Limitations & Future Work¶
- Camera intrinsics must be known (requiring pre-calibration), limiting fully automated deployment on uncalibrated consumer devices.
- Training requires approximately 15 hours on 8 RTX A6000 GPUs, imposing significant computational demands.
- NeRF-based volume rendering is used rather than 3DGS (the authors found Gaussian point cloud optimization difficult under heavy noise), resulting in slower rendering.
- NeRF optimization requires 120k iterations, leading to long per-scene reconstruction times.
- The dataset primarily covers static indoor scenes; generalization to dynamic and outdoor environments remains unvalidated.
- Pose accuracy slightly degrades with more than 500 input images; scalability to large-scale scenes requires further investigation.
- Distillation is bounded by MASt3R's capability; if the teacher is weak on certain scene types, the student will be similarly limited.
Related Work & Insights¶
- MASt3R / MASt3R-SfM: The teacher model and inference pipeline backbone of Dark3R; remains one of the strongest baselines under high SNR.
- RawNeRF: Also performs NeRF in the raw domain, but requires COLMAP poses and can only operate under lighting conditions where COLMAP is feasible.
- VGGT: A feed-forward 3D reconstruction foundation model; outperforms COLMAP under low light but falls short of MASt3R-SfM.
- LE3D: A 3DGS-based low-light reconstruction method; Dark3R-NeRF substantially outperforms it in LPIPS.
- DS-NeRF: Dark3R-NeRF's depth supervision strategy is inspired by this work's exponentially decaying weighting design.

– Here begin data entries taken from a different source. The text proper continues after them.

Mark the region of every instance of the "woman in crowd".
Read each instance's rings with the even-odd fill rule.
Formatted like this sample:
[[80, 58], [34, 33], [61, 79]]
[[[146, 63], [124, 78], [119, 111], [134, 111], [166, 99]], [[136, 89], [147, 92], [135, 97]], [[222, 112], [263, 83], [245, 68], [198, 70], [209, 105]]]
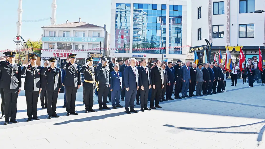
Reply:
[[253, 87], [254, 76], [255, 75], [255, 69], [253, 64], [251, 64], [250, 65], [248, 65], [247, 71], [247, 73], [248, 76], [249, 87]]

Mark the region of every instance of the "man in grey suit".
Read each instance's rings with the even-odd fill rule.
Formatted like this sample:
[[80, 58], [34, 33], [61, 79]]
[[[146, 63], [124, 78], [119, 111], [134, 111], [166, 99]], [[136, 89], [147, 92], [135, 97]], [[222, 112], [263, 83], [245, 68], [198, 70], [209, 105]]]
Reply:
[[182, 87], [181, 90], [181, 97], [182, 98], [190, 97], [187, 94], [189, 85], [191, 82], [191, 74], [189, 70], [189, 61], [186, 61], [185, 65], [182, 67]]
[[196, 69], [196, 76], [195, 78], [197, 86], [196, 87], [196, 96], [202, 96], [201, 91], [202, 89], [202, 82], [203, 82], [203, 74], [202, 67], [202, 65], [199, 64], [198, 65], [198, 67]]

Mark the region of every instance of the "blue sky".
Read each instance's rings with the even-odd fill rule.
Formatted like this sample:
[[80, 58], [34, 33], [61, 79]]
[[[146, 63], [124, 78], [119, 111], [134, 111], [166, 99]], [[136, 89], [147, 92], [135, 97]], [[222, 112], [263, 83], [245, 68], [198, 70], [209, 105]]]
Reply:
[[[191, 44], [191, 3], [188, 1], [187, 44]], [[16, 47], [13, 42], [16, 36], [16, 22], [17, 21], [17, 9], [18, 0], [2, 1], [0, 11], [0, 50], [13, 49]], [[52, 0], [23, 0], [23, 20], [38, 20], [51, 16]], [[110, 30], [111, 0], [57, 0], [56, 24], [82, 21], [103, 26], [104, 24], [109, 33]], [[20, 35], [24, 39], [38, 40], [42, 33], [42, 26], [50, 25], [48, 20], [32, 23], [23, 23]]]

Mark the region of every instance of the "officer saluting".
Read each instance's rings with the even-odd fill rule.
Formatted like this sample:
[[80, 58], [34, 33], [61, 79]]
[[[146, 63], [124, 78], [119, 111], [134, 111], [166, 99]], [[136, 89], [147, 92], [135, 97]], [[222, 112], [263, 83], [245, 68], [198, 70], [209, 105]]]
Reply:
[[68, 56], [69, 60], [62, 65], [61, 68], [65, 70], [66, 74], [63, 85], [64, 85], [65, 91], [66, 93], [66, 111], [67, 116], [70, 114], [77, 115], [76, 112], [76, 98], [77, 89], [81, 84], [80, 72], [78, 69], [76, 62], [76, 54], [72, 54]]
[[84, 83], [83, 83], [83, 97], [85, 99], [85, 106], [87, 113], [89, 111], [95, 112], [96, 111], [92, 109], [94, 101], [93, 96], [95, 93], [95, 82], [94, 75], [95, 70], [92, 66], [93, 59], [90, 57], [86, 59], [86, 64], [80, 70], [81, 73], [84, 73]]
[[[15, 52], [8, 52], [6, 55], [8, 57], [1, 57], [1, 60], [7, 58], [8, 62], [1, 62], [0, 64], [1, 76], [0, 88], [3, 88], [5, 96], [4, 125], [10, 122], [17, 123], [16, 120], [17, 96], [21, 89], [21, 68], [15, 63]], [[9, 118], [11, 118], [9, 120]]]
[[58, 94], [62, 87], [62, 80], [60, 69], [55, 67], [57, 60], [56, 58], [49, 59], [48, 61], [50, 64], [45, 67], [41, 72], [42, 75], [46, 75], [47, 77], [45, 89], [47, 96], [47, 112], [49, 119], [51, 118], [52, 116], [59, 117], [55, 111]]
[[[34, 54], [29, 55], [30, 60], [21, 70], [22, 75], [26, 74], [24, 90], [27, 102], [27, 114], [28, 117], [27, 121], [30, 121], [33, 118], [36, 120], [40, 119], [37, 116], [37, 105], [39, 95], [42, 88], [41, 71], [42, 68], [36, 64], [38, 57], [38, 55]], [[33, 116], [33, 118], [32, 117]]]

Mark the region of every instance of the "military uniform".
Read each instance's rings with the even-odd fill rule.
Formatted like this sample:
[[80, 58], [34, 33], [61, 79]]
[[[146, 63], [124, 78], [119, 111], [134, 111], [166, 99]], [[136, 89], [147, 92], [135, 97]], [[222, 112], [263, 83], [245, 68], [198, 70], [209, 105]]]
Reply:
[[[92, 57], [89, 57], [86, 60], [87, 62], [93, 61]], [[96, 86], [95, 74], [95, 70], [92, 66], [84, 65], [80, 70], [81, 73], [84, 73], [84, 82], [83, 83], [83, 97], [86, 107], [86, 113], [89, 111], [94, 112], [95, 111], [92, 107], [94, 101], [93, 97], [95, 93]]]
[[[37, 55], [32, 54], [29, 56], [30, 58], [37, 59]], [[21, 70], [22, 75], [26, 74], [24, 89], [27, 103], [27, 114], [28, 118], [27, 121], [31, 120], [32, 118], [39, 120], [37, 116], [37, 106], [41, 86], [41, 72], [42, 67], [36, 65], [33, 66], [31, 64], [26, 65]], [[33, 118], [32, 116], [33, 116]]]
[[[15, 56], [16, 53], [7, 52], [7, 55], [10, 57]], [[16, 120], [17, 112], [17, 101], [19, 89], [21, 88], [21, 68], [15, 63], [11, 64], [2, 61], [0, 64], [1, 78], [0, 88], [3, 88], [5, 96], [5, 121], [4, 124], [9, 122], [17, 123]], [[9, 120], [9, 118], [11, 118]]]
[[[76, 54], [72, 54], [69, 56], [70, 58], [75, 58], [76, 55]], [[75, 104], [78, 85], [81, 85], [81, 79], [77, 66], [66, 61], [61, 66], [61, 68], [65, 70], [66, 73], [63, 85], [64, 85], [64, 91], [66, 93], [66, 111], [68, 116], [70, 114], [78, 114], [75, 110]]]
[[[107, 63], [108, 60], [105, 56], [101, 57], [101, 61], [105, 62], [105, 63]], [[96, 82], [99, 83], [98, 101], [99, 110], [102, 110], [102, 109], [109, 109], [109, 108], [107, 106], [107, 98], [109, 90], [109, 84], [110, 73], [108, 64], [107, 63], [104, 66], [102, 65], [101, 63], [99, 63], [97, 67], [96, 71], [97, 74]]]
[[[56, 58], [52, 58], [48, 61], [50, 62], [55, 63], [57, 60]], [[56, 67], [53, 69], [50, 66], [47, 66], [43, 69], [41, 74], [42, 75], [46, 75], [47, 77], [45, 88], [42, 89], [46, 90], [47, 96], [47, 112], [48, 115], [48, 118], [51, 118], [52, 116], [58, 118], [59, 116], [55, 111], [59, 89], [62, 87], [60, 70]]]

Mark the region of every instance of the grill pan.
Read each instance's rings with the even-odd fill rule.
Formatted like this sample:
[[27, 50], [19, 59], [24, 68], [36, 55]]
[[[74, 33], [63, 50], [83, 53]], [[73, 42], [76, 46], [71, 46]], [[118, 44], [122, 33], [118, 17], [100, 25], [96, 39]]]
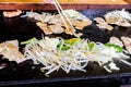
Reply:
[[[80, 12], [93, 20], [94, 17], [103, 17], [105, 13], [110, 10], [81, 10]], [[128, 10], [131, 12], [130, 10]], [[35, 25], [35, 22], [29, 18], [23, 17], [12, 17], [7, 18], [2, 15], [3, 11], [0, 11], [0, 42], [5, 40], [17, 39], [20, 42], [36, 37], [41, 38], [41, 29]], [[38, 11], [41, 12], [41, 11]], [[52, 11], [53, 12], [53, 11]], [[88, 38], [93, 41], [108, 42], [109, 37], [116, 36], [130, 36], [131, 28], [124, 28], [115, 26], [111, 32], [100, 30], [96, 27], [95, 22], [91, 26], [84, 27], [82, 38]], [[71, 38], [72, 36], [60, 34], [50, 35], [49, 37], [62, 37]], [[23, 46], [20, 46], [20, 50], [23, 50]], [[129, 60], [131, 62], [131, 60]], [[117, 62], [120, 71], [115, 71], [112, 73], [106, 72], [103, 67], [98, 66], [97, 63], [90, 63], [86, 67], [87, 72], [71, 71], [66, 74], [63, 71], [53, 72], [49, 77], [46, 77], [44, 73], [40, 72], [39, 67], [41, 65], [34, 65], [32, 60], [24, 61], [17, 64], [14, 61], [8, 61], [7, 59], [0, 58], [0, 63], [7, 63], [8, 66], [0, 70], [0, 86], [22, 86], [31, 85], [37, 86], [38, 84], [45, 86], [53, 85], [85, 85], [85, 84], [100, 84], [100, 87], [105, 85], [119, 85], [119, 84], [131, 84], [131, 66], [123, 63]], [[107, 85], [108, 84], [108, 85]], [[86, 87], [86, 86], [85, 86]], [[104, 87], [104, 86], [103, 86]]]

- SuperPoint/SuperGlue: Representative learned feature detection and matching methods; both degrade severely under low light.
Rating¶
- Novelty: ⭐⭐⭐⭐⭐ — First work to address extreme low-light SfM; both the problem formulation and distillation scheme are original.
- Experimental Thoroughness: ⭐⭐⭐⭐⭐ — Self-collected large-scale dataset, comprehensive ablations, multi-baseline comparisons, and cross-camera validation.
- Writing Quality: ⭐⭐⭐⭐⭐ — Clear structure, high-quality figures, and well-motivated problem statement.
- Value: ⭐⭐⭐⭐⭐ — Opens a new direction in passive 3D perception under darkness; both the dataset and method are expected to have lasting impact.